Snee reportedly signed a new six-year contract extension to remain a Giant through the 2014 season.
The deal has a base salary of $41.25 million and includes $17 million in guarantees. Snee also gets a $13.5 million signing bonus and can earn another $2 million in incentives. $23 million will be available in the first three seasons and his annual base average is $6.875 million.

Snee's strong play in 2008 earned him his first Pro Bowl selection as one of the NFC's starting guards. He was ranked 77th by his fellow players on the NFL Top 100 Players of 2011.

At the end of the 2011 season, Snee and the Giants appeared in Super Bowl XLVI. He started in the game as the Giants defeated the New England Patriots by a score of 21–17 giving him his second Super Bowl title.

Snee was selected to the 2013 Pro Bowl
and had hip surgery after the event.

In October 2013, Snee was put on the injured reserve list and was out for the rest of the season due to an injured hip.
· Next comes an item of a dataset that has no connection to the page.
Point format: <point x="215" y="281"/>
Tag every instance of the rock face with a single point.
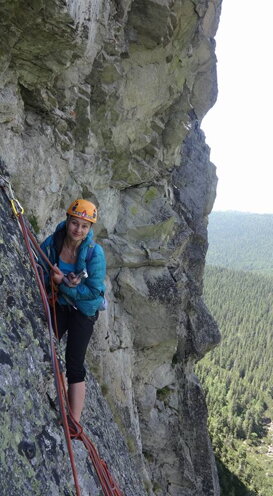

Snee announced his retirement from the NFL on July 21, 2014.

Pre-draft measurables
| Height | Weight | Arm length | Hand span | 40-yard dash | 10-yard split | 20-yard split | 20-yard shuttle | Three-cone drill | Vertical jump | Broad jump | Bench press |
| 6 ft 2+3⁄4 in (1.90 m) | 314 lb (142 kg) | 31+3⁄8 in (0.80 m) | 9+1⁄4 in (0.23 m) | 5.07 s | 1.75 s | 2.93 s | 4.66 s | 7.75 s | 30.5 in (0.77 m) | 8 ft 8 in (2.64 m) | 29 reps |
All values from NFL Combine

==Post–playing career==
===Jacksonville Jaguars===
On May 30, 2017, Snee was hired by his former coach with the Giants, father-in-law, and former Jacksonville Jaguars' executive vice-president Tom Coughlin to be a scout for the Jacksonville Jaguars. He acted as a coaching assistant and helped offensive line coach Pat Flaherty and assistant offensive line coach Tony Sparano Jr. with the offensive linemen throughout training camp.

===Boston College===
On August 23, 2022, Snee was hired as an analyst under head coach Jeff Hafley.

=== New York Giants ===
On May 7, 2024, Snee joined the New York Giants as a scout.

==Personal life==
Snee is the son of Diane and Ed Snee, and has three brothers: Edward, Daniel and Shaun. He graduated from Montrose Area Jr./Sr. High School in Montrose, Pennsylvania in 2000.

Snee married Kate Coughlin, daughter of former New York Giants coach Tom Coughlin. They have four children together.